En esos cuarenta y nueve años, su tasa de retorno anual compuesta fue del 15,7%, superando varias veces al índice S&P 500.
Munger dijo sobre Schloss en un discurso de 1994:
He just kept turning over rocks. Fifty years of turning over rocks.
彼唯勤勉求索,五十年如一日。 (Simplemente siguió levantando piedras. Cincuenta años levantando piedras).
II. Disciplina: El fundamento fisiológico de la gratificación diferida
Lo que Munger llama "cierta disciplina" (some discipline) no es un rigor militar, sino un autocontrol cotidiano y sostenible.
La economía conductual denomina a esto gratificación diferida. La Teoría de las Perspectivas de Kahneman revela que los seres humanos tienen una aversión innata a la pérdida y una preferencia por las recompensas inmediatas. Los errores comunes en la inversión —comprar caro y vender barato, operar con frecuencia, vender por pánico— nacen de aquí.
La solución de Munger es de una sencillez absoluta:
Sit on your ass.
静坐不动。 (Siéntate sobre tu trasero).
O dicho de forma más directa:
The big money is not in the buying and the selling, but in the waiting.
大利不在买卖之间,而在等待之中. (El gran dinero no está en la compra y la venta, sino en la espera).
Esperar requiere disciplina. La disciplina requiere cognición: uno debe saber por qué es necesario esperar.
III. Aprendizaje continuo: Otra forma del interés compuesto
La idea más subestimada de Munger es que el aprendizaje en sí mismo es una forma de interés compuesto.
Leía quinientas páginas al día. No literatura de autoayuda, sino informes anuales corporativos, biografías y artículos científicos. A los setenta años, dominó el marco de los sesgos cognitivos de la psicología para analizar problemas de negocios.
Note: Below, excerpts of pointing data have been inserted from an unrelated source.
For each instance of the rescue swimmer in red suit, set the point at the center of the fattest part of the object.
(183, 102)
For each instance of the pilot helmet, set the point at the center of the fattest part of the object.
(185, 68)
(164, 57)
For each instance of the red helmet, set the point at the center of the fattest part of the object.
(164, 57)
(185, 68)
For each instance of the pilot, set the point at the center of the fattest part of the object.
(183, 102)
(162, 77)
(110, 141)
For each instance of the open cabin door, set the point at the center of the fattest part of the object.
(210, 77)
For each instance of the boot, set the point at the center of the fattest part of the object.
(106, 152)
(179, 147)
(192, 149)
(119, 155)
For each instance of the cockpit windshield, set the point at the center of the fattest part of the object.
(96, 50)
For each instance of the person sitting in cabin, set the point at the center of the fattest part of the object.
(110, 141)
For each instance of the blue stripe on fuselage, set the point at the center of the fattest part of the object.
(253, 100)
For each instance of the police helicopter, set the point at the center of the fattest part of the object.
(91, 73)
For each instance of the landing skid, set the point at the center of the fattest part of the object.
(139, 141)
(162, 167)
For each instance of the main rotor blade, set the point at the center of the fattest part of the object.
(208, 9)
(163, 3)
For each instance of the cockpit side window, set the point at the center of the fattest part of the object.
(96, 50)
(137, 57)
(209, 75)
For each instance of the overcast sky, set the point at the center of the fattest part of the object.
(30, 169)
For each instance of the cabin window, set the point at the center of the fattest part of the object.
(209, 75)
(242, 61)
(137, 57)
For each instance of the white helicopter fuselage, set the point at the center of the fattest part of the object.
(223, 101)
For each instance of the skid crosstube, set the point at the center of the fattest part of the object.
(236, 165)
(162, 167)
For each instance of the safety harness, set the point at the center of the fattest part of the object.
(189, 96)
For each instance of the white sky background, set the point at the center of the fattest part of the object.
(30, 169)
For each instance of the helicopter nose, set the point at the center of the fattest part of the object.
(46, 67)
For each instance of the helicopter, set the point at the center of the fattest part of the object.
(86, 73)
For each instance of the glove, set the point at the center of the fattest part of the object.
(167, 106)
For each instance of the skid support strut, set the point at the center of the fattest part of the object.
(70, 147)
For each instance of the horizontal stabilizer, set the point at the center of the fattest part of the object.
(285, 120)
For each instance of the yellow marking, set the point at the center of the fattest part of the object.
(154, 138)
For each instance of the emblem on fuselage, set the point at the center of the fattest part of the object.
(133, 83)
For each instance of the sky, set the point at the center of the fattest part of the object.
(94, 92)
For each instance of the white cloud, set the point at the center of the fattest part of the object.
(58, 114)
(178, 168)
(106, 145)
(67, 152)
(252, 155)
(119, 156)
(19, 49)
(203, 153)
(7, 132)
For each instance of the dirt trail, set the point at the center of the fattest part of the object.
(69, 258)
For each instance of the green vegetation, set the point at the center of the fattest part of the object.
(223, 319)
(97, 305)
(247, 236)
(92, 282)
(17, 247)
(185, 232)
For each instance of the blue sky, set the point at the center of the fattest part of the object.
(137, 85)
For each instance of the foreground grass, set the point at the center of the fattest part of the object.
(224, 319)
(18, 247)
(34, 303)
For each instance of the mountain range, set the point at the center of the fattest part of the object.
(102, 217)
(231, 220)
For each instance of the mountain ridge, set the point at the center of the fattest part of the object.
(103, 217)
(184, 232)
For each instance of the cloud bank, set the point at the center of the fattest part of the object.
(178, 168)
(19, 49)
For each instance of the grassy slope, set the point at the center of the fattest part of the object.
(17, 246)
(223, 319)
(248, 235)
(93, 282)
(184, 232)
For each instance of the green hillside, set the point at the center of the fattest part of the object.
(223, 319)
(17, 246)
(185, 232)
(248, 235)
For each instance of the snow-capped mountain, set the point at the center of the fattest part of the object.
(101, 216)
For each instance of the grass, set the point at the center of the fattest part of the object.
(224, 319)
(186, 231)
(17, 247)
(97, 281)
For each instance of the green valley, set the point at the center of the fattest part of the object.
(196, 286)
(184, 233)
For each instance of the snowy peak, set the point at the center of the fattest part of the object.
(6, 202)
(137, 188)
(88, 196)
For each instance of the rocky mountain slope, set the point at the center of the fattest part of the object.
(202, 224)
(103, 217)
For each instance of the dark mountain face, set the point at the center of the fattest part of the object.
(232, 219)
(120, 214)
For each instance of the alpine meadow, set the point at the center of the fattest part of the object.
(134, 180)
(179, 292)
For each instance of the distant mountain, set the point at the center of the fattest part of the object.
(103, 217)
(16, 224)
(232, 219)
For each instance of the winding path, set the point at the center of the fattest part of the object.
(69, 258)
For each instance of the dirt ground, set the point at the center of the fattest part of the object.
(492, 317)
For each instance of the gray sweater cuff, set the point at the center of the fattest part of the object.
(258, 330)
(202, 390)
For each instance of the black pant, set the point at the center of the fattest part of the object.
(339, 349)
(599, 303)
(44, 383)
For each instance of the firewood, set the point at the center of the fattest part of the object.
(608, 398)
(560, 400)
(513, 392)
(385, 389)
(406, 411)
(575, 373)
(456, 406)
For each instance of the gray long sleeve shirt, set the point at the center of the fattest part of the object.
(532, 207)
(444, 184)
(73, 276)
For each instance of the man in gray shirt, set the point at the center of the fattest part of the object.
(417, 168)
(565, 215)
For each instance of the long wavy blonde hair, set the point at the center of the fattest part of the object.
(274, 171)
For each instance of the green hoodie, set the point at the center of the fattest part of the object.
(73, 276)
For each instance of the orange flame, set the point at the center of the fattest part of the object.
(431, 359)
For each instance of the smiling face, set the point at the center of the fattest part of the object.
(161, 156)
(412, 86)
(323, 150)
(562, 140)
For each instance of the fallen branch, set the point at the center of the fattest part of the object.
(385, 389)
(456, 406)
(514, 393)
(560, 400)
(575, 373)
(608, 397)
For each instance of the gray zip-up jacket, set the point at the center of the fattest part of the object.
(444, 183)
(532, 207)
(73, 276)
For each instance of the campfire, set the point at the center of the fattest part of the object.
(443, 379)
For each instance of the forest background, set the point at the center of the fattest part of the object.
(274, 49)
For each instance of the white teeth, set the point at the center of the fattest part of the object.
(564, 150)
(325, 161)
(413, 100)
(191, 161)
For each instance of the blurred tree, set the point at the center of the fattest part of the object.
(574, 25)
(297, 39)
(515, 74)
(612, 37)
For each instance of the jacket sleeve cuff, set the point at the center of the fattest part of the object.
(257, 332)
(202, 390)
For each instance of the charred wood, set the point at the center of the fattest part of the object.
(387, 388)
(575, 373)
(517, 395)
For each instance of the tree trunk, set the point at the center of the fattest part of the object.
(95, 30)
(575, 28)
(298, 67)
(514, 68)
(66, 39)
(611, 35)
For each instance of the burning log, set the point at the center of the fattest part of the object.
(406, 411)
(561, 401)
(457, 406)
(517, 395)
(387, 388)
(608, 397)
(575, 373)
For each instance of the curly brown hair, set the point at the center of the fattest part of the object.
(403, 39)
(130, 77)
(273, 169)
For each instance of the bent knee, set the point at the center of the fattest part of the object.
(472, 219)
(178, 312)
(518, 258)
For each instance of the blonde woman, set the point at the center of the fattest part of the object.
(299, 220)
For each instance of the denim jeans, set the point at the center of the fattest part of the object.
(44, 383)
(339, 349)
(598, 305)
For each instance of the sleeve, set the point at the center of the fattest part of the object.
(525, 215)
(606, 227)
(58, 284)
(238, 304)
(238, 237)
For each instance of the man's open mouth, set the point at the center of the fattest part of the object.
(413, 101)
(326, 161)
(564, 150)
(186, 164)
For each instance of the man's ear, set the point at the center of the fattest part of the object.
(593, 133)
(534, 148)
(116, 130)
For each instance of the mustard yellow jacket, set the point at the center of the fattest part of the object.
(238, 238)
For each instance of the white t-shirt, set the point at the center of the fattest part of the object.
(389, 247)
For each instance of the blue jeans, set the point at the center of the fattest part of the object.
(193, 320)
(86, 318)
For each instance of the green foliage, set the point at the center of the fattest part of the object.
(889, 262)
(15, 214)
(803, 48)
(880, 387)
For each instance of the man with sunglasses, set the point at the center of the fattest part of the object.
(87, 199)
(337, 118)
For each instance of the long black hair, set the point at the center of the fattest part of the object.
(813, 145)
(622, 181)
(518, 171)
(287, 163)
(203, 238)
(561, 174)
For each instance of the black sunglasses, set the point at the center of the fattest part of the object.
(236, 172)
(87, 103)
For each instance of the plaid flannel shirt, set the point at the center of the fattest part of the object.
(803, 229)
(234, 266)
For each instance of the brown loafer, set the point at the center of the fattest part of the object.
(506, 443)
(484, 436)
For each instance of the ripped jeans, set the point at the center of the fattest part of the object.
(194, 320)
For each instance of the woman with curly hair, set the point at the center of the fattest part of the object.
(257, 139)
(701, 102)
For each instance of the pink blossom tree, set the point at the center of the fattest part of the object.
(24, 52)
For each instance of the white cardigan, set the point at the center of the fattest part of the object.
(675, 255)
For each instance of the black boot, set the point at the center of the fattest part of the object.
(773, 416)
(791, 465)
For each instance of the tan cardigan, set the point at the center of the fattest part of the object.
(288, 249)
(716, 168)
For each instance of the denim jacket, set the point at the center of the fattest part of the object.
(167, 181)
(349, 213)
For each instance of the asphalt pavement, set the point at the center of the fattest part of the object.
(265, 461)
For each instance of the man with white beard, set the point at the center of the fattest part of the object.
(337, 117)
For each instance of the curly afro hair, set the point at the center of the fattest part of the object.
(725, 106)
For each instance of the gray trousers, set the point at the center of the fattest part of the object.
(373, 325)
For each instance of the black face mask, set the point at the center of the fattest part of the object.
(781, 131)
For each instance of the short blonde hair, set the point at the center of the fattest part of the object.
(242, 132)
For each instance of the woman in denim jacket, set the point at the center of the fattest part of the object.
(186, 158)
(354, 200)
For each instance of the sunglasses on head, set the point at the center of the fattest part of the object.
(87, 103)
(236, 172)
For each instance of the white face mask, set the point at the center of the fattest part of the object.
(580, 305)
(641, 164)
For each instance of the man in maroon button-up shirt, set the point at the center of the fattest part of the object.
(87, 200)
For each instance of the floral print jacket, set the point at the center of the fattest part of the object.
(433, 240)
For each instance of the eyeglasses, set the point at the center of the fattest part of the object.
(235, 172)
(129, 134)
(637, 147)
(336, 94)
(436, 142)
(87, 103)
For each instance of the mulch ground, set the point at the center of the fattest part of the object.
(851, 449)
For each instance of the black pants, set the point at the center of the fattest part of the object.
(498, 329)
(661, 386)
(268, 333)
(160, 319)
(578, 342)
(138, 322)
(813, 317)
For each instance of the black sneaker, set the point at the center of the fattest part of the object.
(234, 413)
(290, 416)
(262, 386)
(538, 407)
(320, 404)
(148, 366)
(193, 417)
A los noventa, seguía corrigiendo sus errores de juicio pasados.
Esto no es el eslogan vacío del "aprendizaje de por vida", sino una metodología concreta:
- Multidisciplinariedad: No limitarse a libros de inversión. Munger extrajo la "masa crítica" de la física, los "nichos" de la biología y veinticinco tendencias de error de juicio humano de la psicología.
- Inversión mental: Invert, always invert. No preguntes "¿cómo tener éxito?", sino "¿qué garantiza el fracaso?". Y luego, evita esas cosas.
- Corrección constante: Admitir errores y actualizar el conocimiento. Munger solía decir que los mayores errores de inversión de su vida fueron "errores de omisión" (errors of omission): no lo que compró por error, sino las grandes oportunidades que vio y no aprovechó con decisión.
IV. Por qué "salir bien" es el mayor elogio
Nótese que Munger no dijo "alcanzarás un éxito masivo" o "lograrás la libertad financiera". Dijo it works out ok — las cosas salen bien.
Esta es la esencia de Munger. No ofrece falsas promesas, sino una honestidad brutal: si practicas estas tres cosas (perseverancia, disciplina, aprendizaje), las probabilidades estarán a tu favor.
Spinoza escribió en el capítulo final de su Ética:
Sed omnia praeclara tam difficilia, quam rara sunt.
凡美好之物,皆既难得,亦难成。 (Pero todo lo excelso es tan difícil como raro).
Munger seguramente estaría de acuerdo. Pero quizás añadiría una frase:
故须每日晨起,勤勉不辍。 (Por lo tanto, debes levantarte cada mañana y trabajar con diligencia incesante).